Warnings of fraud abounded, including from within the Department for Business, Energy and Industrial Strategy, when the BBLS was being designed. A ministerial direction was required to override concerns. But fraud was seen as a necessary evil if a lifeline was to be thrown to an economy hit by its worst crisis since the second world war. By their very nature, emergency schemes will be imperfect. The UK is not unique in this respect: a US watchdog reckons about 5 per cent of $1tn lent to support American businesses during the pandemic was through fraudulent applications.
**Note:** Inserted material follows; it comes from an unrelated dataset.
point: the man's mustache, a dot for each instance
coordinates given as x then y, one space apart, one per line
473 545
But doing something about it ought to be a priority for the government, rather than shrugging its shoulders. Fraud generally in the UK is woefully under-investigated: £190bn a year is reckoned to be lost to fraud versus £852mn spent fighting it. The scale of the fraud epidemic within the BBLS makes it galling, too, that the government chose to shelve its long-promised economic crime bill. This would have enabled the UK’s corporate registry to do more to crack down on the abuse of shell companies by criminals and kleptocrats. Liz Truss, the foreign secretary, has promised a revival of the bill by the end of 2022, as part of a response to a potential Russian invasion of Ukraine. That is too little, too late.

In the case of the BBLS, accredited banks that extended the loans were hardly motivated to do more than basic checks when they knew loans were fully guaranteed. Now that the emergency of the pandemic has eased, banks should step up efforts to recover as much money as possible from any suspicious lending.

As it was, the government was warned it was setting up a gold mine for fraudsters: a system where they could, with very little effort, scam thousands of pounds with little chance of ever being caught. But in a country where the government, as Agnew told peers, appears to have little “knowledge or interest in the consequences of fraud to our economy or society”, that is shocking but sadly not surprising.